# Speed Dating

## Challenge description

We will start a new data visualization and exploration project. Your goal will be to try to understand *love*! It's a very complicated subject so we've simplified it. Your goal is going to be to understand what happens during a speed dating and especially to understand what will influence the obtaining of a **second date**.

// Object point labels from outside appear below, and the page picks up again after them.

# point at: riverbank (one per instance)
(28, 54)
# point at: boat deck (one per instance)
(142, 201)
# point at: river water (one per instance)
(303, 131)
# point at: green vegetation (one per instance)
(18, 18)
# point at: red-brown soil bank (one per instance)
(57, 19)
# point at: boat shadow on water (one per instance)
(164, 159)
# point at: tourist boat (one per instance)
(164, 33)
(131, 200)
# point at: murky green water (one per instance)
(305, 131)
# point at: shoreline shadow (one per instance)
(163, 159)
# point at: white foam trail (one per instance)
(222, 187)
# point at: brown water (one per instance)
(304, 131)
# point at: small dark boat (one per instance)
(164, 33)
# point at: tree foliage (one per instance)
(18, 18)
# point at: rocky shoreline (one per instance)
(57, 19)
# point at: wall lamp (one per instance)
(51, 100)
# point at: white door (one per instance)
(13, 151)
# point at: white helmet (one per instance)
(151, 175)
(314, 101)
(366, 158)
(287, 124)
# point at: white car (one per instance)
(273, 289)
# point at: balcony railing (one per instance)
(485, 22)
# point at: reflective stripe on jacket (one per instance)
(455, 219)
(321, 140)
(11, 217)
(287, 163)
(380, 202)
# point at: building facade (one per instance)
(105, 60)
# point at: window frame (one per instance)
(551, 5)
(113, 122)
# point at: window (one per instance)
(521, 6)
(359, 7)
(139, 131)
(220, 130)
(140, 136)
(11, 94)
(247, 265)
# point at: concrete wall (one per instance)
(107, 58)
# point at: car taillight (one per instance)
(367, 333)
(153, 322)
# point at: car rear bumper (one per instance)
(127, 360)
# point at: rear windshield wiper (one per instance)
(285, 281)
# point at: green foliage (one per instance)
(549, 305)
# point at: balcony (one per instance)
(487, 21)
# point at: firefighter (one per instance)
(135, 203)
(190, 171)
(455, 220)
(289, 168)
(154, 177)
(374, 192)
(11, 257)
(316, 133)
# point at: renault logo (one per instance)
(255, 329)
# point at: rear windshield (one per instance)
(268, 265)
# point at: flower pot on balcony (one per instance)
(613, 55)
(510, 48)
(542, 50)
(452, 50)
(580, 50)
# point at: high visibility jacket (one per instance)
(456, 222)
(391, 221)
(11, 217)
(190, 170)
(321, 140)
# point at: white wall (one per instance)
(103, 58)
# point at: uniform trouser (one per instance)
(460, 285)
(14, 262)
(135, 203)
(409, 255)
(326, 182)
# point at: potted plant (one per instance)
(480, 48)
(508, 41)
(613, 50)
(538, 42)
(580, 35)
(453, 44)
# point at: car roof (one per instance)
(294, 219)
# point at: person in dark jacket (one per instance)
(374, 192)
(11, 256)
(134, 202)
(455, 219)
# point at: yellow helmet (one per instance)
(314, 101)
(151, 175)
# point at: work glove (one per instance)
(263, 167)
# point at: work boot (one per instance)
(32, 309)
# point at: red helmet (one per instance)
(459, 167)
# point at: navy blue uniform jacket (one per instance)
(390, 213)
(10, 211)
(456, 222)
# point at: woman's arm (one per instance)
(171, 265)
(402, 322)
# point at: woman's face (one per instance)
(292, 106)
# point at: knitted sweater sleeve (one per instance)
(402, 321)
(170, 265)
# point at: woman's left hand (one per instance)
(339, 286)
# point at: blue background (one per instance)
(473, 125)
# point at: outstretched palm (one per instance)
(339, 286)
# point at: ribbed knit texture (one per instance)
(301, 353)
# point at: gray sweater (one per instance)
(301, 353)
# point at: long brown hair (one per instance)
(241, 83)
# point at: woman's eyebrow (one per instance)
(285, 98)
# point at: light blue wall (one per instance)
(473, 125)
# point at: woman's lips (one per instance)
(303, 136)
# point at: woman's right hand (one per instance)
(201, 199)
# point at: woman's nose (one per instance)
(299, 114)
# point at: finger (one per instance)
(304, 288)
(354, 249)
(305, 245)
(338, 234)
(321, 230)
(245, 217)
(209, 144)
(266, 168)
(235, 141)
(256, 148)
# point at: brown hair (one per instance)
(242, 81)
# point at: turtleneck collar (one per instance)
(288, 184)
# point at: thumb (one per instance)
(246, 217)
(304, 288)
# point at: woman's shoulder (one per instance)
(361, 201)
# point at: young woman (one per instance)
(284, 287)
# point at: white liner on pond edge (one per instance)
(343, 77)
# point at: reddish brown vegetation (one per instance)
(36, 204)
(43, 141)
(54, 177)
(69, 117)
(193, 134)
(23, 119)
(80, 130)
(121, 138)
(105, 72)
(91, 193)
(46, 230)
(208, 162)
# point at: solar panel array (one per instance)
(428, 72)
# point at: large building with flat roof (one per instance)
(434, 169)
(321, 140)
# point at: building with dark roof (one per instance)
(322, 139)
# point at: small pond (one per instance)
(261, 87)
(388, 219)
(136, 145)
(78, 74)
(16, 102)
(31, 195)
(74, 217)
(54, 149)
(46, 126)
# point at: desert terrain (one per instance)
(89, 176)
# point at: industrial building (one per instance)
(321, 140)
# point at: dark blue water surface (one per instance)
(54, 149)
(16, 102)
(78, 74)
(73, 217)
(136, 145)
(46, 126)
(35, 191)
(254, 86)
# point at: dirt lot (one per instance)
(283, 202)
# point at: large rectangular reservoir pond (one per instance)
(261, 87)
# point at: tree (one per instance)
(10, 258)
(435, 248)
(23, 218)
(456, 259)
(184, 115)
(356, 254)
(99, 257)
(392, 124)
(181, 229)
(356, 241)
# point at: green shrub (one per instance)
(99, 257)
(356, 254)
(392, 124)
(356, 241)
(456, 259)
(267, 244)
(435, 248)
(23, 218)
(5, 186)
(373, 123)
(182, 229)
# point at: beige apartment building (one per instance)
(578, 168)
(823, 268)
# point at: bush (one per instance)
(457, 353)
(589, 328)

This is a Kaggle competition on which you can find more details here :

[Speed Dating Dataset](https://www.kaggle.com/annavictoria/speed-dating-experiment#Speed%20Dating%20Data%20Key.doc)

### Rendering

To be successful in this project, you will need to do a descriptive analysis of the main factors that influence getting a second appointment.

In [13]:
import pandas as pd
import plotly.express as px
import plotly.graph_objects as go
from plotly.subplots import make_subplots

df =  pd.read_csv("speed_dating_data.csv", encoding = "ISO-8859-1")

# Understanding dataset

- Data consist of speed dating events from 2002 to 2004.  
- During the events, the attendees have a four minute date with every other participant of the opposite sex.  
- After each date, participants are asked to rate their partner on six attributes: Attractiveness, Sincerity, Intelligence, Fun, Ambition, and Shared Interests.  
- The IID column is the unique identifiant for participant, they are 551 (iid 118 is missing). Some participate more than once to speed dating events and then receive a new IID.  
- The dataset also contains information such as field of study, age, intended career, hobbies and many others that we will use to understand dating.  




In [14]:
df.shape

(8378, 195)

# Cleaning and manipulating data

- The dataset contains 195 columns. I am going to keep only those I am the most interested in.
- People have to vote multiple times for 6 attributes (Attractive, Sincere, Intelligent, Fun, Ambicious, Shared interest).
- They have a total of 100 points to distribute among these attributes when they declare what they are looking for in a partner.
- After the date, they have to rate the parner from 1 to 10 for each attributes.
- I would like to compare what they are looking for versus what impacts their decision in reality so I am going to weight the ratings to get homogeneous data for accuracy.

In [15]:
# Wave 6 to 9 have a different voting system even when it comes to declare what they are looking for so I prefer to remove it from the database
df = df[(df['wave'] != 6) & (df['wave'] != 7) & (df['wave'] != 8) & (df['wave'] != 9)]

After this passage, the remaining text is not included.